Bariatric surgical procedures that modify the upper gastrointestinal tract anatomy (RYBP and SG) are more successful in producing weight loss and remission of T2D than those that simply restrict stomach capacity (LAGB). Younger age, short duration of diabetes and better glucose control confer higher probability of achieving remission of diabetes.
本研究旨在调查2型糖尿病(T2D)肥胖患者在接受不同减肥手术后的体重减轻情况和血糖控制参数,并确定预测糖尿病缓解的患者因素。
该研究纳入了105例肥胖的T2D患者(66例女性和39例男性),他们在2005年至2012年期间接受了腹腔镜胃束带术(LAGB,11例,年龄47±10岁,BMI 42.3±8.3kg/m²)、腹腔镜Roux-en-Y胃旁路术(RYBP,77例,年龄50±8岁,BMI 45.7±6.8kg/m²)或袖状胃切除术(SG,17例,年龄49±11岁,BMI 50.2±8.8kg/m²)。

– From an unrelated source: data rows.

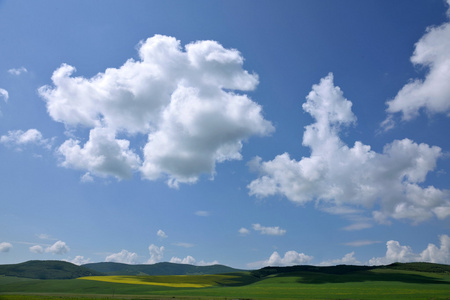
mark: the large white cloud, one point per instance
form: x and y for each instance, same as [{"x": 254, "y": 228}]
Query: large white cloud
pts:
[
  {"x": 186, "y": 102},
  {"x": 432, "y": 93},
  {"x": 290, "y": 258},
  {"x": 398, "y": 253},
  {"x": 58, "y": 247},
  {"x": 337, "y": 176},
  {"x": 123, "y": 256}
]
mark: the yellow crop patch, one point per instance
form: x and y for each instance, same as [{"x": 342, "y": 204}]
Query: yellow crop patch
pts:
[{"x": 178, "y": 281}]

术后12个月体重减轻的平均百分比为26.4±9.8%,并在随访的24个月和36个月时保持。68.6%的研究参与者出现糖尿病缓解(LAGB组4/11,RYBP组54/77,SG组14/17)。在多变量Cox分析中,年龄、糖尿病病程、手术方式和糖化血红蛋白<53 mmol/mol(7%)是糖尿病缓解的显著预测因素(年龄RR = 0.97,95%CI 0.94-1.0,p = 0.05;糖尿病病程RR = 0.93,95%CI 0.86-0.99,p = 0.036;与LAGB相比,RYBP RR = 3.9,95%CI 1.31-11.57,p = 0.014;SG RR = 5.6,95%CI 1.67-18.64,p = 0.005;糖化血红蛋白RR = 0.54,95%CI 0.32-0.92,p = 0.024)。
改变上消化道解剖结构的减肥手术(RYBP和SG)在减轻体重和缓解T2D方面比单纯限制胃容量的手术(LAGB)更成功。年龄较小、糖尿病病程较短和血糖控制较好的患者实现糖尿病缓解的可能性更高。